Kriegel kissed the space where Doctor Beckman’s soft, slender neckline met her fair-skinned shoulder and rolled out of bed, squinting at the digital alarm clock with his badge and gun resting beside it on the nightstand. He clenched the vibrating smart phone he’d shoved under his pillow and read the text message.
Stark naked at 0430 hours, he felt exhausted from a night of persistent sex with a woman whose lustful appetite often exceeded his own.
A quick shower and shave brought his brain back on line. Despite his hard-ass reputation at bureau headquarters, he preferred the field work instead of greasing the political machine in Washington, where decisions stemmed from money and influence with little thought to the men in the trenches.
He drove through drizzling rain, traveling east across the Woodrow Wilson bridge to the new crime scene along the Potomac River. Greeted by a pair of Virginia State Police officers dressed in wet weather gear, he stopped short of the cordoned-off crime scene and ducked under the yellow tape.

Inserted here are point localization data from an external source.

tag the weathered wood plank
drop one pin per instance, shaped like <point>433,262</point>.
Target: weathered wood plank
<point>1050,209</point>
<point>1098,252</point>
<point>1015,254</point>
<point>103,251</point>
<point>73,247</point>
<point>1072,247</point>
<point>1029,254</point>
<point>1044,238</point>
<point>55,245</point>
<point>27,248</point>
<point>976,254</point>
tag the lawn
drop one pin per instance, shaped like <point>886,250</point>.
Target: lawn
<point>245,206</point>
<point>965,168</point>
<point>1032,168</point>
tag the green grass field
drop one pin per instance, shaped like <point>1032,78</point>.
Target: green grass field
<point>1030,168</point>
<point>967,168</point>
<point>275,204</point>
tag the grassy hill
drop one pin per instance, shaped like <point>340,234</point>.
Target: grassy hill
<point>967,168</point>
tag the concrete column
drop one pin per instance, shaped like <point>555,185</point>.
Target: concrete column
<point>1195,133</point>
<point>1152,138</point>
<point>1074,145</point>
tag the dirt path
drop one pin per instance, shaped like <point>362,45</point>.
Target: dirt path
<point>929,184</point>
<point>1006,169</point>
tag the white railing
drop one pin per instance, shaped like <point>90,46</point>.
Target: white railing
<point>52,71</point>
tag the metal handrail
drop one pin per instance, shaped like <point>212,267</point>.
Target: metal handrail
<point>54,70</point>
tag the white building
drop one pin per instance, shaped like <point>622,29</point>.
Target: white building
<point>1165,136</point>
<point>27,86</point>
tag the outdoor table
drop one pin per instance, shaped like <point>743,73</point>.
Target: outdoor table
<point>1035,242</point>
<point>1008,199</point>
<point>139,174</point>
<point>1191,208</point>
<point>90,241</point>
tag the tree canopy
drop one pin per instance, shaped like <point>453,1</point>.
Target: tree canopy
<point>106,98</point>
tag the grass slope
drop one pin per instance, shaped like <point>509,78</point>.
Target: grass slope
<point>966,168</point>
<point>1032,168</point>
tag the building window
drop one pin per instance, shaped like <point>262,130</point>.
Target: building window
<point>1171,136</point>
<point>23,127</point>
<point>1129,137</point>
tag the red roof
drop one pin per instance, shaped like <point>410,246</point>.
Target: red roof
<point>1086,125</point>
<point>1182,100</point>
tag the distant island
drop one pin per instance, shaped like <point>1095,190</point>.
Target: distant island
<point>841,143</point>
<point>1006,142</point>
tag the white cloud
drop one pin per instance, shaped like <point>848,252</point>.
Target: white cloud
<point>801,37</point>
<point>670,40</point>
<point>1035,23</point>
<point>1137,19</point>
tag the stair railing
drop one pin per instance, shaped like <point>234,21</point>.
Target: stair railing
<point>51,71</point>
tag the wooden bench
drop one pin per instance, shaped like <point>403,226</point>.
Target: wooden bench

“Sir,” the first officer greeted him, inspecting the FBI badge Kriegel offered. “Over here… We found a badge and gun on the body. We called it in. The department routed the request to you.”
Kriegel followed the officers toward the river bank, where a partially-decomposed male victim lay face up with frozen eyes locked toward the heavens in a permanent stare. “Christ on a cracker. What happened here?” Kriegel directed his attention at the coroner about to unfold a new body bag.
The coroner pointed to the line carved inside the victim’s neck. “No obvious signs of physical trauma other than apparent strangulation from the bruising around his neck. Petechial hemorrhaging in the eyes supports asphyxiation as the likely cause of death.”
Kriegel inspected the victim. “No weight around his hands or feet. Someone dumped him in a hurry—or they wanted us to find the body.” He turned around when headlights flooded the area, and watched a government sedan pull alongside his car. He waited for the driver to get out and make his way across the yellow tape. “You shouldn’t be here.”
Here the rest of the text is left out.